何東家終於變了臉色:“吳東家,你這是做什麼?何至於此,何至於此?”
他上前阻攔,何家的小廝也幫忙。
吳家小廝見狀,忙上前,兩方立刻推搡起來。
“怎麼,何東家,你是想強逼我參賽不成?這可是天子腳下!”吳東家冷臉嗬斥。
言外之意,你來硬的,他就報官。不信沒有王法。
何東家整張臉都苦起來了。
“不,彆誤會啊,吳東家。”
事情怎麼到這個地步的,本來他和榮大爺設局,讓姓吳的不得不參賽。
都計劃好好的……
萬寶樓的掌櫃眼看場麵失控,再也坐不住,忙擠出來。
“哎呦,吳東家,何東家,這是怎麼了?前麵客人多,我就耽誤一會兒,兩位怎麼就打起來了?”
掌櫃左右拱手,連連賠笑。
“要我說,幾位都是老相識了,有什麼事不能坐下來好好說嗎?”
吳東家卻沒給他好臉。
“掌櫃忙,底下人也忙?萬寶樓要是人手不夠,主持不好這點心大賽,可以早說。”
掌櫃的笑臉就僵住了。
他一出現,先裝傻後說交情,就是想避開萬寶樓失職這個事。
可吳東家人精一樣,能被他繞進去?
他冷哼一聲,繼續往外走,吩咐小廝:“誰再敢攔路,不用客氣,直接動手。”
“是!”吳家小廝紛紛應道。
萬寶樓的店小二和何家小廝,齊齊看向自家主子。
這還攔不攔?
攔個屁,再來硬的,就變成打群架了。
點心大賽就真成了笑話,隻怕還會掃了三樓幾位爺的興致。
掌櫃冷汗都下來了,他就是想給蔣禦廚幾分人情,讓手下人彆插手,怎麼就發展成這樣了?
吳東家至於嗎?為一個點心師鬨成這樣?
“吳東家,是我之過,沒管好手下的人,您彆動怒。”
掌櫃一路小跑追人,卻隻敢賠罪,不好攔人。
吳東家冷著臉,全然無視他。
眼看一行人,就要跨出萬寶樓大門。
一道磁性的聲音從樓梯傳來。
“吳東家,稍等。”一個身著白衣,長發束起,麵容如玉,眼神清正的青年美男子站在樓梯口。
見到來人,吳東家心底歎息,還是停下了腳步。
看來,他是不能趁機抽離這潭渾水了。
美男子緩步下樓,到了近前:“吳東家,今日之事,是我萬寶樓的過錯,招待不周,我願做出補償。”
美男子是萬寶樓少東家,萬勝之子——萬如風。
他目光瞥向掌櫃:“陳掌櫃,我萬寶樓的缺兒,向來能者居之,你年紀大了,以後還是去莊子上養老吧。”
掌櫃臉色煞白。
他兢兢業業多少年,才混到萬寶樓掌櫃的位置。
去莊子養老,那就是前途儘毀啊。

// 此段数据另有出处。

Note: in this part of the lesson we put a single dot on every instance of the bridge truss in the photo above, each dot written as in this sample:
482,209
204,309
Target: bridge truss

可他是萬家家奴出身,哪敢反駁。
“是。”他低頭應下,內心懊悔不已。
萬如風沒再看他。
人蠢不怕,就怕人蠢還自作聰明。
他萬寶樓又不靠著八王爺吃飯,犯得著為個禦廚,做壞規矩的事嗎?
麵向方銅夫妻,他又麵色溫和,聲音讓人如沐春風。
“今日讓幾位受委屈了,不如請移步三樓,我們慢慢談?”
方銅心中驚訝他的變臉速度,判定這小子是個笑麵虎。
以後可得提防著些。
他扭頭和吳東家對視一眼,倆人都沒拿主意。
方銅清了清嗓子,小聲道:“媳婦,你想不想去?”
意思是,還願不願意參加點心大賽?
願意,就上三樓和他們過過招。不願意,直接甩袖子走人就是。
至於會不會得罪貴人,管那麼多呢?
他們又不有求於人,大不了直接回淮安府去。
“那就去吧。”錢鳳萍沉吟一二,還是道。
就是為著大賽來的,沒必要賭氣離開。
且他們兩口子走就走了,隻怕吳東家以後難做人。
三樓的貴人裡,還有吳東家的靠山呢。
萬如風略微詫異看了眼方銅,隨後打頭領路。
男子在外麵,處處聽妻子,給妻子麵子的,實在少見。
三樓。
靳雲庭端坐在席上,手裡把玩著茶盞。
對麵是一身深藍色錦袍、麵色陰柔的王冗,他看了眼靳雲庭,似笑非笑。
“靳兄倒是坐的住,樓下都快打起來了。”
“萬老爺的地盤,不會鬨得太過。”靳雲庭風輕雲淡。
最左側,身形修長氣質出眾的中年美男子——萬勝聞言淺笑:“多謝靳少爺信任,隻是今日,到底處事不周,讓幾位見笑了。”
“嗬,不過幾個點心師,竟也能平白惹事端。”
說話的正是八王爺。
和皇帝一母同胞的兄弟。
八王爺和當今,都是如嬪所出,可惜如嬪命薄,早早離世。
當時太後還沒有子嗣,先皇做主,把當今和八王爺過在太後名下養。
還記了名冊,他們就成了嫡子。
之後,太後有孕,終於生子。
眾臣公以為,先帝會立太後親子為太子,可先帝果斷立他為寧王。